ENGL 597: Topics in Literature: How to Read a Film

Meetings: Monday, 5 – 7:30 PM

Professor Lincoln Konkle

The large majority of films made in Hollywood are only concerned with presenting an entertaining story (and making money). In this course we will study film as an art form that employs many cinematic techniques that reinforce, comment on, or otherwise enhance the narrative elements. To do this, we will watch a film per week from a variety of genres and time periods made in a variety of styles, and discuss readings from the field of film studies. Films may include Bicycle Thieves, Citizen Kane, Hamlet (Olivier), 2001: A Space Odyssey, The Empire Strikes Back, Boyhood, Risky Business, Do the Right Thing, Apocalypse Now, Zero Dark Thirty, The Tree of Life and Parasite, but I am open to students’ suggestions. Assignments include weekly Canvas Discussion posts, a researched presentation, 2 non-research essays, and a research essay.

 

ENGL 550: Seminar in Poetry

Meetings: Tuesday, 5—7:30 PM

Professor Catie Rosemurgy

This course will explore the contemporary reader’s relationship to poetry in general and to books by a cross section of American poets in particular. What does poetry offer that other forms of media can’t, that other literary texts don’t? What does poetry ask of us as readers and is that work still necessary? In the age of the internet, can the slow, deliberate reading of poetry become an act of resistance?   
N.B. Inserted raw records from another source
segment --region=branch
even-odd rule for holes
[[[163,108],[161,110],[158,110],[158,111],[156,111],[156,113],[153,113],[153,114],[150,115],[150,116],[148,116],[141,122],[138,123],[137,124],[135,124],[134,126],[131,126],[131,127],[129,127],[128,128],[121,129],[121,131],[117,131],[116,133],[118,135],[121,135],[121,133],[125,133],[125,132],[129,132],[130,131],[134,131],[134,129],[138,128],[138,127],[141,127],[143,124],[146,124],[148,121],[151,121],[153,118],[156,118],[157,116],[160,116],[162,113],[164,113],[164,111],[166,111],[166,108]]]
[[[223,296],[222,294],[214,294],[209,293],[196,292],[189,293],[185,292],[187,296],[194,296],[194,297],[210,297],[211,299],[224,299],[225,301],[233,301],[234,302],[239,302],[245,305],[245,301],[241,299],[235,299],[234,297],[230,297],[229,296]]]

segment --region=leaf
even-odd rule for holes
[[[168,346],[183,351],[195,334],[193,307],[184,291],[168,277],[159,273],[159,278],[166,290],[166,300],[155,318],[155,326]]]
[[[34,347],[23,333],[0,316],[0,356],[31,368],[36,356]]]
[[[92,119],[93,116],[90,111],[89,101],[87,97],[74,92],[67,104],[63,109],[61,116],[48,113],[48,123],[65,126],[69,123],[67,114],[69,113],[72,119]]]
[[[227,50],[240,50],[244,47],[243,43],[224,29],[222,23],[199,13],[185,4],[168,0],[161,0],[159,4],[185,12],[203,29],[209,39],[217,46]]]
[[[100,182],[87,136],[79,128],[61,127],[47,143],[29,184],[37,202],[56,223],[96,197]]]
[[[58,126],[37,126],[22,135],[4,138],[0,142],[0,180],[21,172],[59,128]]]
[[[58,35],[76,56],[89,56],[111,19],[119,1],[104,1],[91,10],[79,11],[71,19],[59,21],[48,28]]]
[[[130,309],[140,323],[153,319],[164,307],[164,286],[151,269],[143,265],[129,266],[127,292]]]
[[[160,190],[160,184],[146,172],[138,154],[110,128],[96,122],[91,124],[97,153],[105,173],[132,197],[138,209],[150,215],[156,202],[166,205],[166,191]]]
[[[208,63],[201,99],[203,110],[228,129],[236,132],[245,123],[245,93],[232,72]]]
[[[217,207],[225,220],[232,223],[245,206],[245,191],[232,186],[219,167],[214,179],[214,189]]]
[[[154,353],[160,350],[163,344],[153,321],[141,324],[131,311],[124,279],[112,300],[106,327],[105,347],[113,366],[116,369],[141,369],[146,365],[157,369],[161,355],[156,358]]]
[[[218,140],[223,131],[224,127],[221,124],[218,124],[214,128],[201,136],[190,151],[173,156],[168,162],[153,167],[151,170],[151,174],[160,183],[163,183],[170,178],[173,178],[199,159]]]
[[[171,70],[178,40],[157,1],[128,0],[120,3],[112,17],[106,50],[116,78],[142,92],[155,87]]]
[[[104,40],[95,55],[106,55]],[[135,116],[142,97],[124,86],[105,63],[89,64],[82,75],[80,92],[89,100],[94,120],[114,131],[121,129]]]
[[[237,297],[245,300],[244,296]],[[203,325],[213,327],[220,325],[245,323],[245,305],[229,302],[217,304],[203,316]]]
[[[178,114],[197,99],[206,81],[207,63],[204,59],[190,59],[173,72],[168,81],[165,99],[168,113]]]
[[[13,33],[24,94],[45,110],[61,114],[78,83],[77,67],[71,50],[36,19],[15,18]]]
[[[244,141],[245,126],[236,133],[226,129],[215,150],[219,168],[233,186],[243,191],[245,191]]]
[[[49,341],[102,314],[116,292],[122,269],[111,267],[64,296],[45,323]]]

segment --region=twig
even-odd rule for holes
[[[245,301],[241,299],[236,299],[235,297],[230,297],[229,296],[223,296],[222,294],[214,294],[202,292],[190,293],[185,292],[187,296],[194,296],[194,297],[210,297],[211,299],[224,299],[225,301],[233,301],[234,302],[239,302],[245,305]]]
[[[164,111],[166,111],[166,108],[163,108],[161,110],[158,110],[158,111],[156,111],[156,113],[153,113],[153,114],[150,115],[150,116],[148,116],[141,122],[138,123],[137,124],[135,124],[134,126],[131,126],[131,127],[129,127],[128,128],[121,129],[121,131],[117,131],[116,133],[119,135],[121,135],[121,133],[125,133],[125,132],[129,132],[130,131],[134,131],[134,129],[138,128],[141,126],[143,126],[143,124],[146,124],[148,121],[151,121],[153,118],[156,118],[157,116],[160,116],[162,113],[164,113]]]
These are the questions we will start off the semester asking. The focus in this course will be on the reader’s direct experience of the book as we consider poetry’s relationship to place, culture, selfhood, and citizenship.   


ENGL 505: Literary Theory

Meetings: Wednesday, 5 – 7:30 PM

Professor Harriet Hustis

An introduction to the scholarly methods necessary for graduate work in literature and to the study of theoretical frameworks important to contemporary literary criticism, including formalism, structuralism, Marxism, deconstruction, feminism, post-colonial studies, cultural studies, new historicism, and psychoanalysis. The course exposes students to the primary texts from which those theoretical frameworks are derived and requires students to critique and construct applications of those theories to specific literary texts.

 

ENGL 612: Shakespeare: Dynamic Shakespeare

Meetings: Thursday, 5—7:30 PM

Professor David Venturo

Samuel Johnson astutely remarked of Shakespeare that he “has no heroes” and that his plays are neither tragedies nor comedies but reflect “the real state of sublunary nature.”  In other words, Shakespeare’s plays, informed by the dynamics of real life, are generically, psychologically, dramatically, and morally complicated.  The chief goal in our class will be to address Johnson’s observation and to find freshness and complexity in the seeming familiarity of Shakespeare.  I hope to engage and encourage you to search for, and to examine these tendencies in the following eight Shakespeare plays: The First and Second Parts of Henry the Fourth, Hamlet, As You Like It, King Lear, Troilus and Cressida, The Winter’s Tale, and The Tempest

 

ENGL 654: Transnational American Literature

Meetings: Tuesday 5:00—7:30

Professor Ellen Friedman

The finalists for the U.S. National Book Award in recent years have been writers who were born or live in other countries, albeit they have U.S. citizenship.  Is U.S. citizenship all that is required to be an American writer?  Since at least the turn of the millennium, the field of American Studies has been in a process of internationalization.  Many issues important in this literature beg to be considered in a transnational context.  Cultural critics have marked this turn as the “worlding of U.S. studies.” By studying literature written in the 20th and 21st centuries, this class will consider the complications, erosion, alienation, redefinition, and meanings of American identity as depicted by U.S. writers.  Through readings and discussion, it will explore how U.S. writers capture the changing meaning of “America” and its effect on ideas of home, community, nation, state, and identity.